Si el Imperio Otomano, que el Zar Nicolás I llamara el hombre enfermo de Europa, pudo resistir más o menos incólume hasta principios del siglo XX fue porque tuvo a su lado un aliado objetivo que no podía permitir su desplome. Este aliado seguro fue el Imperio Británico, que en la llamada “cuestión de Oriente” (¿qué hacer cuando se derrumbe el Imperio Otomano?) lo tenía claro: se propuso evitarlo a toda costa y rechazó un posible desmembramiento y reparto de sus territorios que propuso el zar. No podía permitir que Rusia tuviera acceso al Mediterráneo, mar que controlaba y que aseguraba una comunicación sin obstáculos con la India, convertida en la joya de la corona una vez que Gran Bretaña había perdido sus colonias en América del Norte. Contaba con la complicidad de Francia, que, con el pretexto de proteger a las minorías católicas en Oriente medio, quería reservarse un papel en cualquier reparto del Imperio. Un argumento que los rusos también utilizaban para reforzar su presión sobre Turquía: la protección de la minoría ortodoxa desde el Patriarcado de Moscú que afirmaba su primacía sobre el de Constantinopla. Las tensiones y los incidentes fueron constantes y la pugna por los estrechos se fue resolviendo en Tratados sucesivos que, dada la correlación de fuerzas favorable a los intereses británicos, mantuvieron a raya a los rusos. En 1829 el Tratado de Adrianópolis acabó con el monopolio otomano y abrió los estrechos a la navegación mercante. Y el firmado en Londres en 1841 mantuvo el Mar Negro y los estrechos libres de las flotas de guerra salvo que fueran aliadas y obtuvieran el consentimiento del sultán.
En 1853 el zar NIcolás II reavivó la tradicional ofensiva rusa hacia el sur y cometió varios errores al desencadenar la guerra de Crimea. El primer error: no contar con la determinación de lo británicos de apoyar la continuidad del Imperio Otomano para asegurar un régimen de los estrechos favorable a su objetivo de impedir la competencia rusa en el Mediterráneo. El segundo error fue diplomático y consistió en ignorar el interés de la Francia de Napoleón III en hacerse presente en esta pugna apoyando a los ingleses para proteger sus propios intereses en el Medio Oriente.
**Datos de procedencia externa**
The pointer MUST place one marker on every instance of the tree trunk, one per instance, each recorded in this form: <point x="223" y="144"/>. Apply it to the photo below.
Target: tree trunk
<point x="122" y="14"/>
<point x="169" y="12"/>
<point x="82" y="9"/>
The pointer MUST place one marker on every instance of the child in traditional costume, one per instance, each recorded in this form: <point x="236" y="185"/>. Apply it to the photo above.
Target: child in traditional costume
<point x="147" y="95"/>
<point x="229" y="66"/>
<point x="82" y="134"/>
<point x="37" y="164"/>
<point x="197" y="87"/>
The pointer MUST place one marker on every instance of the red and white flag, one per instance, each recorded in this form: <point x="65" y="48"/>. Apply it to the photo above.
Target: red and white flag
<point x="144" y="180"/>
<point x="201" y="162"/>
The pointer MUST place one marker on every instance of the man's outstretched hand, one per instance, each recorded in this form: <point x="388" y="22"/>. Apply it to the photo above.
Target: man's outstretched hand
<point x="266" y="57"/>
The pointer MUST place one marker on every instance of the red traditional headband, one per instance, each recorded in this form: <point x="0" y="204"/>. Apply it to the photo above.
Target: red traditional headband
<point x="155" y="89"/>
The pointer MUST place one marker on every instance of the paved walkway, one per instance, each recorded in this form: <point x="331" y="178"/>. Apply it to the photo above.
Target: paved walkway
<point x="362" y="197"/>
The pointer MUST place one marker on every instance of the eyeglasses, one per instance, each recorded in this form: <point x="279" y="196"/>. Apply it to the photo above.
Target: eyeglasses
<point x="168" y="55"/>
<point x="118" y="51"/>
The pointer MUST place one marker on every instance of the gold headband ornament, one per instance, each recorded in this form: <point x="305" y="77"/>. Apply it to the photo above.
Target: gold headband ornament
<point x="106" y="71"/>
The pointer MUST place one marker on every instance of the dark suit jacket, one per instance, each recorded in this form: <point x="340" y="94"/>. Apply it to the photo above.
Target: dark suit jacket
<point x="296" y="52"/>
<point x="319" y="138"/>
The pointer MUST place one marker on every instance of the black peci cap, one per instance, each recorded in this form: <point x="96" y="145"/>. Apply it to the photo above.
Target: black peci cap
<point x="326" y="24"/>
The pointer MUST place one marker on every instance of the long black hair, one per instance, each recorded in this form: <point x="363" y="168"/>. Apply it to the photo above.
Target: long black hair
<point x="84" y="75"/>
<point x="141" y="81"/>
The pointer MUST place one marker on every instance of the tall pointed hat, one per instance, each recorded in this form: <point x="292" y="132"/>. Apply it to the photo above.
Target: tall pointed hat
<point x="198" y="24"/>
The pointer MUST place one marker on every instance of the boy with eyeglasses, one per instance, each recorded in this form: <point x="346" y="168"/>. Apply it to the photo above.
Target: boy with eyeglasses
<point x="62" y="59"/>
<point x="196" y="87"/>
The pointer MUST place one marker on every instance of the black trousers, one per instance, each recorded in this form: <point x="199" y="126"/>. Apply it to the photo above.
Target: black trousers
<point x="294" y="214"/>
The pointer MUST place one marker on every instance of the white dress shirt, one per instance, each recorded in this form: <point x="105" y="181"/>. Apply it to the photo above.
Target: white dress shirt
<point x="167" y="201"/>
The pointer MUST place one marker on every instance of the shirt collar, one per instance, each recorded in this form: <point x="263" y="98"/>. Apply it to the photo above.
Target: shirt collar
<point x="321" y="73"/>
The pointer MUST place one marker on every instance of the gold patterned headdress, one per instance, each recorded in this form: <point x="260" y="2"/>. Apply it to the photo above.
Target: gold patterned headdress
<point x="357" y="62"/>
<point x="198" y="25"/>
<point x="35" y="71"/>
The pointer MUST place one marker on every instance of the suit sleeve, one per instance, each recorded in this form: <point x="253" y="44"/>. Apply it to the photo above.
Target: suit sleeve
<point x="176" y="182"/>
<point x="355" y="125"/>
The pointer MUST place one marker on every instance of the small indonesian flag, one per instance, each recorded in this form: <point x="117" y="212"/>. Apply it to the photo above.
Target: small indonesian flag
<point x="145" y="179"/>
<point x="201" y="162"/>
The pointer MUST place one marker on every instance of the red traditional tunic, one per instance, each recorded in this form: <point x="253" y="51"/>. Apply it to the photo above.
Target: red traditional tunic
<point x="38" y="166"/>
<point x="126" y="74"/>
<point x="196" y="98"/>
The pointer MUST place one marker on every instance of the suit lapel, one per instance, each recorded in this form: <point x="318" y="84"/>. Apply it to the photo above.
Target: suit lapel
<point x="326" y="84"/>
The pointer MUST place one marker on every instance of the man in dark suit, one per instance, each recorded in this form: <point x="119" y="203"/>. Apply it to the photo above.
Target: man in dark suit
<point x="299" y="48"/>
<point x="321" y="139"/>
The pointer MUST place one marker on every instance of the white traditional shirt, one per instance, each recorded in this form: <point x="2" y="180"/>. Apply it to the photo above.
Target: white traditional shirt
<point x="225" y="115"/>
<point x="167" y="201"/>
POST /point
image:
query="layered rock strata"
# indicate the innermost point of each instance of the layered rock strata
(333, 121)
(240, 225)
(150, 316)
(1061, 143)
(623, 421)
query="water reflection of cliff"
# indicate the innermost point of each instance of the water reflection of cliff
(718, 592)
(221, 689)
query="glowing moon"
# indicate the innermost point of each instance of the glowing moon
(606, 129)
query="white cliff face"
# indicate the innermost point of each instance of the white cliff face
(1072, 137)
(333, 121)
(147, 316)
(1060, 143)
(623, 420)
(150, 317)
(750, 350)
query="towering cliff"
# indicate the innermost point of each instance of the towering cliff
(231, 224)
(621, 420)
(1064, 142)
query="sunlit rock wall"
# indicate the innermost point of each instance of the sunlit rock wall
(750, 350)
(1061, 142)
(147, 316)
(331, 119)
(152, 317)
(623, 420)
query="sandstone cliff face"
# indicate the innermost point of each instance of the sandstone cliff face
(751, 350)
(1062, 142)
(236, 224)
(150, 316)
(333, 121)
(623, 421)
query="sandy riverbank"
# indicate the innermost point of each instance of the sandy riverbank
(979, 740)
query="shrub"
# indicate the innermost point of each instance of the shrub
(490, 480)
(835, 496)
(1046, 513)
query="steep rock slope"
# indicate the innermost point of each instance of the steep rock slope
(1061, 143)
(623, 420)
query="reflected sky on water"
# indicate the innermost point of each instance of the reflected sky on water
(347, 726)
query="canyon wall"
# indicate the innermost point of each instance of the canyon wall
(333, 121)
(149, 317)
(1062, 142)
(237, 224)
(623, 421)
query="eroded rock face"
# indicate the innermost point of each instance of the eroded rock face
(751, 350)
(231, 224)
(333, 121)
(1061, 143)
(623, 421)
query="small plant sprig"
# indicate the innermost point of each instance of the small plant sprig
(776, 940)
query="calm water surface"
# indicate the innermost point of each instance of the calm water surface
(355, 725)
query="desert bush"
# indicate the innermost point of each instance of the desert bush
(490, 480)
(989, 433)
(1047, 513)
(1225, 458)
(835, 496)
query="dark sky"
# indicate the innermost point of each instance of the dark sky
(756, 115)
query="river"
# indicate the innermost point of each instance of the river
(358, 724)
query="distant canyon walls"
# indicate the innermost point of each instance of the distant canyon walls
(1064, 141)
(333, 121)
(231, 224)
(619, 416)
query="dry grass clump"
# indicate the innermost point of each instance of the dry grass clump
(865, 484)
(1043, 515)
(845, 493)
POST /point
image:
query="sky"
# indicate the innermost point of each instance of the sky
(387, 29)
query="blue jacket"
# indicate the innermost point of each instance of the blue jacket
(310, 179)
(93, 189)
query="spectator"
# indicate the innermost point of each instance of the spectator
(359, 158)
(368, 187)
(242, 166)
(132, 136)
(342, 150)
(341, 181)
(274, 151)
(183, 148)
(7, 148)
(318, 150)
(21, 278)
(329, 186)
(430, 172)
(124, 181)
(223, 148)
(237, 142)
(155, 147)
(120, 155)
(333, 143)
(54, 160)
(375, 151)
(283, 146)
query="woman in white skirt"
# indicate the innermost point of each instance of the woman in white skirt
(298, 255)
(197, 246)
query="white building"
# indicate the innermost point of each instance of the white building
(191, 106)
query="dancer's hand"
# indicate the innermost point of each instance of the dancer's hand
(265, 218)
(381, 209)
Y lo mismo puede decirse del interés de Austria de debilitar la presión de Rusia en su esfera de influencia en los Balcanes. En fin, el error más grave fue subestimar el progreso técnico que habían alcanzado las potencias occidentales, que dejaba rezagada a Rusia como habían quedado rezagados los turcos frente al apogeo expansivo de Pedro el Grande. Sin saberlo, los rusos provocaron la primera guerra moderna: los ingleses usaron nuevas armas de mayor alcance que las suyas, transporte rápido y seguro de tropas en barcos de vapor, comunicaciones inmediatas por el recién inventado telégrafo. Y un arma aún más decisiva: una opinión pública enardecida por los nuevos medios de comunicación de masas. Estos crearon una auténtica fiebre patriótica y nacionalista contra el bárbaro oso ruso y en defensa de la débil Turquía, cuyos sultanes empezaban a “civilizar” de acuerdo con el dictado de Europa. Ante el atrevimiento ruso, las flotas británica y francesa atravesaron los estrechos y plantearon batalla en Sebastopol, la capital rusa de Crimea. Cayó tras un año largo de duro asedio, arrasada por la famosa carga de la brigada ligera que inmortalizó en el cine la película de Tony Richardson en 1963.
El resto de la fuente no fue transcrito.